La stretta della Cina contro le moschee

A proposito del FT, il quotidiano inizia il suo approfondimento pubblicando la foto della moschea Doudian di Pechino. Con le sue straordinarie cupole e i minareti decorati, era una delle più grandi della Cina settentrionale. Qualcosa è però cambiato, a giudicare da un’immagine risalente all’inizio dell’anno in corso. L’edificio è diverso, ha perso le sue forme originali, non ha più i minareti, le cupole sono state sostituite con coni in stile pagoda, mentre i suoi archi in stile arabo sono stati squadrati.
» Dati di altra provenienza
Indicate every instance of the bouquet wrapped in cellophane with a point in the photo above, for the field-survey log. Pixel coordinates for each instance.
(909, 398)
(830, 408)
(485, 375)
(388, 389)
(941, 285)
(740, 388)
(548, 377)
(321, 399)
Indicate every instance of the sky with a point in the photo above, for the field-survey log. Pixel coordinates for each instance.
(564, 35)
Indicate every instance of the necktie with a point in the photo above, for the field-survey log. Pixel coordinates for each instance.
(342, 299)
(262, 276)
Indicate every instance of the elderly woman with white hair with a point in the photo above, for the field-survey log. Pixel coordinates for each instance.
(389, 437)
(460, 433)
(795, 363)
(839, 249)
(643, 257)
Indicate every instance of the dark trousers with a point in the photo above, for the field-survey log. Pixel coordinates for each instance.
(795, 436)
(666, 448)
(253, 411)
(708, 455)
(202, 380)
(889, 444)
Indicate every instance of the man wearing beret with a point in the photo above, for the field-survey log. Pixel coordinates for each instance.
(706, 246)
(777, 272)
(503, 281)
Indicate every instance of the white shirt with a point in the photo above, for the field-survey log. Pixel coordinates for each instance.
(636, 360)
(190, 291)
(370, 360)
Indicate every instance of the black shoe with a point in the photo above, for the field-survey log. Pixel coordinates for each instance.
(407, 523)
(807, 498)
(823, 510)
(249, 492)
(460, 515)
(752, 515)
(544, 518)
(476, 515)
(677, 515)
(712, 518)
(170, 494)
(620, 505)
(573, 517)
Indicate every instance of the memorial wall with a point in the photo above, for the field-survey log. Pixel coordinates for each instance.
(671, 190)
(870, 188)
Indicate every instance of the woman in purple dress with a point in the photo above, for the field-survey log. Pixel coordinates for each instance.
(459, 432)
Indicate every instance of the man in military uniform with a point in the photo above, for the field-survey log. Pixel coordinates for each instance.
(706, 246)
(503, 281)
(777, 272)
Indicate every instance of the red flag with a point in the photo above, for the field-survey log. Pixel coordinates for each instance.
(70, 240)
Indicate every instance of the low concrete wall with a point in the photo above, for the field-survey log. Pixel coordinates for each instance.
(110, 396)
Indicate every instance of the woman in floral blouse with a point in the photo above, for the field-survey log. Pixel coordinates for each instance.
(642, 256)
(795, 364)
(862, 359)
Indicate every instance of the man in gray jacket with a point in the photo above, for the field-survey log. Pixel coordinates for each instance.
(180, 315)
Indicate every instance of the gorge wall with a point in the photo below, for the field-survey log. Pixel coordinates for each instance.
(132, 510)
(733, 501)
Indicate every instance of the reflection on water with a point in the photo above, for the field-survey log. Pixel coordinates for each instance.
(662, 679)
Se in passato tendenze del genere erano state rilevate per lo più nello Xinjiang, la regione nord-occidentale cinese dove risiede la minoranza turcofona e musulmana del Paese, adesso sembra che la pratica sia diffusa in tutta la Cina. Un’indagine visiva basata su immagini satellitari di migliaia di moschee prima e dopo le modifiche rivela la politica, sempre più comune, di spogliare gli edifici delle loro caratteristiche arabe e in alcuni casi di sostituirne le peculiarità con disegni tradizionali cinesi. Alcune strutture sono state addirittura demolite.

Analizzando 2.312 moschee un tempo caratterizzate dall’architettura islamica, il FT ha scoperto che, dal 2018 ad oggi, tre quarti di esse sono state modificate o distrutte. Per gli attivisti dei diritti umani si tratta di un pugno duro contro l’Islam; per il governo cinese, semplicemente di cambiamenti che mirano a modernizzare le moschee e ad “armonizzarle” con la cultura cinese. Tali modifiche sono state prevalenti nelle regioni che ospitano la più alta popolazione di gruppi etnici di religione islamica. Nella regione occidentale del Ningxia, l’analisi satellitare mostra che oltre il 90% delle moschee con architettura islamica sono state rimosse. Nella provincia nordoccidentale del Gansu la percentuale supera l’80%.

L’Islam in Cina

La Cina ospita circa 20 milioni di musulmani. Anche se la minoranza uigura è la più conosciuta, più della metà dei fedeli cinesi che pratica questa religione appartiene al gruppo etnico Hui. Per la cronaca, James Leibold, esperto di politiche etniche cinesi presso l’Università La Trobe in Australia, ha definito gli Hui, agli occhi dello Stato cinese, come i “buoni musulmani”, che “parlano la lingua cinese e si attengono agli elementi fondamentali della sua cultura”.

In ogni caso, Pechino sostiene che le sue politiche nello Xinjiang siano necessarie per combattere il terrorismo, creare unità e promuovere lo sviluppo economico. La promozione di valori culturali condivisi è stata utilizzata come spiegazione anche per giustificare la rimozione di elementi ritenuti non cinesi dalle moschee di tutto il resto del Paese. “La demolizione delle cupole delle moschee è l’aspetto più visibile della politica di sinicizzazione, che mira a una riarticolazione su vasta scala del rapporto tra Partito e religione“, ha affermato Hannah Theaker, storica dell’Islam in Cina presso l’Università del Regno Unito di Plymouth.